Thank you Have a great day!

ebudmada commented 1 year ago

you can set the OPENAI_API_BASE: "https://openai-forward.metadl.com/v1"

how is this actually helping us? It will add a retry request to the error?

ebudmada commented 1 year ago

Remember, rate limits are in place to ensure fair usage and prevent abuse. It's essential to respect these limits and design applications accordingly.

We are actually paying for that service, there is no need to prevent abuse here!

adubinsky commented 1 year ago

I'm having this issue also. It's an unmodified install on docker using the snake example. Can I throttle the service calls in some way?

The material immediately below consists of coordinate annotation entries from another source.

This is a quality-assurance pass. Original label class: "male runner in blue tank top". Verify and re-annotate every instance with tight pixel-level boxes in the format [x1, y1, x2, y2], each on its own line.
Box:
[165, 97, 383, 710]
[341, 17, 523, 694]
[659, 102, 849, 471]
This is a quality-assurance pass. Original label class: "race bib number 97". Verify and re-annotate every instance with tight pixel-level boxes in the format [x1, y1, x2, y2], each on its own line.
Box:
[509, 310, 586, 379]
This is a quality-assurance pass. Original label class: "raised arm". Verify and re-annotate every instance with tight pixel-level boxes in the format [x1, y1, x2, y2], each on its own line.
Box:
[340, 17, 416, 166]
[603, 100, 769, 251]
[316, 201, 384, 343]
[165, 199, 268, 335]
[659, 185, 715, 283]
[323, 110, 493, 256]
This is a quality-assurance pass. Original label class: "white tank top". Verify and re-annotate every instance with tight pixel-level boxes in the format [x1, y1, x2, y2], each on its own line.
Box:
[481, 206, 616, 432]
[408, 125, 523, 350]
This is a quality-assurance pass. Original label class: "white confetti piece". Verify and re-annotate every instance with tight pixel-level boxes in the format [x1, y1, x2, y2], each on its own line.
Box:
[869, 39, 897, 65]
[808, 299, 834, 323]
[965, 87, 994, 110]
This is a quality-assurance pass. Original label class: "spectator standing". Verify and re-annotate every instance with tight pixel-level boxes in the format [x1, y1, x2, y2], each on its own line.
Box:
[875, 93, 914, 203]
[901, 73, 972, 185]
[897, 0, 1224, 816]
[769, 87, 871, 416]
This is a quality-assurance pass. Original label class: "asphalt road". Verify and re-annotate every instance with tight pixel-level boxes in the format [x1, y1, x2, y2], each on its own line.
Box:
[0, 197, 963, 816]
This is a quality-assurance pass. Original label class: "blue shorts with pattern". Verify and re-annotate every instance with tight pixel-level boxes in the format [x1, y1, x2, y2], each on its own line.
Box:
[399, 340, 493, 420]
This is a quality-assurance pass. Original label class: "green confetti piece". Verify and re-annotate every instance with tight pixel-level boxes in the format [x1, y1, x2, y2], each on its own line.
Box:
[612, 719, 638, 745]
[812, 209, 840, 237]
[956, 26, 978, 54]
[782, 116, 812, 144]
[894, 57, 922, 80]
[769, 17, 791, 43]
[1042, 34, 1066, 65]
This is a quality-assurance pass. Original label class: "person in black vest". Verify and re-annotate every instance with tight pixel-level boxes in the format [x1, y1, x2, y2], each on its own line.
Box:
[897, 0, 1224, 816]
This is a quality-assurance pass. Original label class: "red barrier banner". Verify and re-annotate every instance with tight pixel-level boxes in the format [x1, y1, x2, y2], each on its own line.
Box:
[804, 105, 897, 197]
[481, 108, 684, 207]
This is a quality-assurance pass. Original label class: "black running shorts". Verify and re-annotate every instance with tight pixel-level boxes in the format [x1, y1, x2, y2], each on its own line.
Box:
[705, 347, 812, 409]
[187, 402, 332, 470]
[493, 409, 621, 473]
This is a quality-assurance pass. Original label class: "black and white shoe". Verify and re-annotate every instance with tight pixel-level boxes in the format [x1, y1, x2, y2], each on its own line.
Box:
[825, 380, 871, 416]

absane commented 1 year ago

Instead of merely joining this discussion as another "me too" contributor, I aim to provide some additional insight. Based on my understanding of the code pertaining to rate limiting, it primarily measures requests per minute. This is evident here:

class RateLimiter:
    """Rate control class, each call goes through wait_if_needed, sleep if rate control is needed"""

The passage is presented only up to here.